4.8.1 Iterative Best Improvement

In iterative best improvement, the neighbor of the current selected node is one that optimizes some evaluation function. In greedy descent, a neighbor is chosen to minimize an evaluation function. This is also called hill climbing or greedy ascent when the aim is to maximize. We only consider minimization; if you want to maximize a quantity, you can minimize its negation.

Iterative best improvement requires a way to evaluate each total assignment. For constraint satisfaction problems, a common evaluation function is the number of constraints that are violated by the total assignment that is to be minimized. A violated constraint is called a conflict. With the evaluation function being the number of conflicts, a solution is a total assignment with an evaluation of zero. Sometimes this evaluation function is refined by weighting some constraints more than others.

A local optimum is an assignment such that no neighbor improves the evaluation function. This is also called a local minimum in greedy descent, or a local maximum in greedy ascent.

Example 4.25: Consider the delivery scheduling in Example 4.8. Suppose gradient descent starts with the assignment A=2, B=2, C=3, D=2, E=1. This assignment has an evaluation of 3, because it does not satisfy A ≠B, B≠D, and C<D. Its neighbor with the minimal evaluation has B=4 with an evaluation of 1 because only C<D is unsatisfied. This is now a local minimum. A random walk can then change D to 4, which has an evaluation of 2. It can change A to 4, with an evaluation of 2, and then change B to 2 with an evaluation of zero, and a solution is found.

The following gives a trace of the assignments through the walk:

A B C D E evaluation
2 2 3 2 1 3
2 4 3 2 1 1
2 4 3 4 1 2
4 4 3 4 1 2
4 2 3 4 1 0

Different initializations, or different choices when multiple assignments have the same evaluation, give different results.

If the variables have small finite domains, a local search algorithm can consider all other values of the variable when considering a neighbor. If the domains are large, the cost of considering all other values may be too high. An alternative is to consider only a few other values, often the close values, for one of the variables. Sometimes quite sophisticated methods are used to select an alternative value.

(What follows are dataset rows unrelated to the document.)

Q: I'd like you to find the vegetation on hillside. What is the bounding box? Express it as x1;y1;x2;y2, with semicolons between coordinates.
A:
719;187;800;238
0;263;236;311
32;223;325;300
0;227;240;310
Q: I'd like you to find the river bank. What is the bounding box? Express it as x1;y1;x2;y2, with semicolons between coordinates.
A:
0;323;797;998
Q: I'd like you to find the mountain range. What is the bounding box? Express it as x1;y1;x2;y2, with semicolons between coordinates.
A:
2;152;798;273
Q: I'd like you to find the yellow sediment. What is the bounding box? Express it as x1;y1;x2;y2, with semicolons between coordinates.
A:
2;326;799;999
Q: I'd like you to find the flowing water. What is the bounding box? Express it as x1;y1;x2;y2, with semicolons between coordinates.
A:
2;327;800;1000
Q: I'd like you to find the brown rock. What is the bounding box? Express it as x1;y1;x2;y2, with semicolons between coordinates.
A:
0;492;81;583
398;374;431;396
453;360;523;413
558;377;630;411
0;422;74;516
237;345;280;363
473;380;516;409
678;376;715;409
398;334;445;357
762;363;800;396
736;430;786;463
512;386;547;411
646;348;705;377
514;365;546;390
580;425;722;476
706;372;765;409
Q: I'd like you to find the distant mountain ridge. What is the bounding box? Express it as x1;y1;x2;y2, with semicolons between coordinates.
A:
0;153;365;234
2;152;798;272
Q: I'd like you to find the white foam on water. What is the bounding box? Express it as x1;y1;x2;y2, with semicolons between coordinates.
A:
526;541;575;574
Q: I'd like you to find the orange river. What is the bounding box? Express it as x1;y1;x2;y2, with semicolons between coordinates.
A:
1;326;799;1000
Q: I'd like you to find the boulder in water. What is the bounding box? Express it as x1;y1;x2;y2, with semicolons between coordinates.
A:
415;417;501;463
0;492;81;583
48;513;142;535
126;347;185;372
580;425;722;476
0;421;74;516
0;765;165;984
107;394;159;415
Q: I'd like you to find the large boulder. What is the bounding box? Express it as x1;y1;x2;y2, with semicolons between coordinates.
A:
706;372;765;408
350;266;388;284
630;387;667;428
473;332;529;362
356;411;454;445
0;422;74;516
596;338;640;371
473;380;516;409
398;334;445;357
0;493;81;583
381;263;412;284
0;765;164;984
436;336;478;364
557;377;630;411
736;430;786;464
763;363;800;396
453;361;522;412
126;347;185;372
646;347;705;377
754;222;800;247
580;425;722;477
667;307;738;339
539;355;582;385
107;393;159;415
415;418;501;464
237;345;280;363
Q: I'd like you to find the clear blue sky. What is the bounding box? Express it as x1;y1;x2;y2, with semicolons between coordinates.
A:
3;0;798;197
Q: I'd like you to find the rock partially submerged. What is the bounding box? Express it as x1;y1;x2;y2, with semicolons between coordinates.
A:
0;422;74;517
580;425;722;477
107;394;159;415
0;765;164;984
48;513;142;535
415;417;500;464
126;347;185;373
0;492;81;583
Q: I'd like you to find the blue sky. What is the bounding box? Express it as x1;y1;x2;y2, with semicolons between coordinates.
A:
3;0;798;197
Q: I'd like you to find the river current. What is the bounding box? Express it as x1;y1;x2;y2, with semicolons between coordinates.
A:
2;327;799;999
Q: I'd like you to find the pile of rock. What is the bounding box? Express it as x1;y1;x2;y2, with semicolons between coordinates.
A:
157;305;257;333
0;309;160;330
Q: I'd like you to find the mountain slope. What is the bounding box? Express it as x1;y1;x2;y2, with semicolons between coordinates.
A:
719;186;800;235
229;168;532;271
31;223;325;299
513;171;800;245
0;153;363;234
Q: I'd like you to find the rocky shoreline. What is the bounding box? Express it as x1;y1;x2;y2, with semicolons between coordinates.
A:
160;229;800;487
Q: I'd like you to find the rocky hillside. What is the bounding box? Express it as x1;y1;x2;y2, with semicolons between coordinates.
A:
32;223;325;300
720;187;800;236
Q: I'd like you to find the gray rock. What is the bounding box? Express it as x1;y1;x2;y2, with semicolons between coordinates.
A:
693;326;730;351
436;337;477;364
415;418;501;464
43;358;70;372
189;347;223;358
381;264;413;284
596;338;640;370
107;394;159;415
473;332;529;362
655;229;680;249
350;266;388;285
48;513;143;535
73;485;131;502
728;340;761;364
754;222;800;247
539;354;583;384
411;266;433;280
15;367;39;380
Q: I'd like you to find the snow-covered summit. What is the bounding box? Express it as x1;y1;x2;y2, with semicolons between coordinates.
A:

Local search typically considers the best neighboring assignment even if it is equal to or even worse than the current assignment. It is often better to make a quick choice than to spend a lot of time making the best choice. There are many possible variants of which neighbor to choose:

  • Select the value and variable together. Out of all of the different assignments to any of the variables, select one of them that minimizes the evaluation function. If more than one has the minimum value; pick one of them at random.
  • Select a variable, then select its value. To select a variable, there are a number of possibilities:
    • Maintain how many violated constraints each variable is involved in, and pick one of the variables involved in the most violated constraints.
    • Select randomly a variable involved in any violated constraint.
    • Select a variable at random.

    Once the variable has been selected, it can either select one of the values that has the best evaluation or just select a value at random.

  • Select a variable and/or value at random and accept the change if it improves the evaluation.

Optimizing over all variable-value pairs makes bigger improvements than the other methods but it is more computationally expensive. Although some theoretical results exist, deciding which method works better in practice is an empirical question.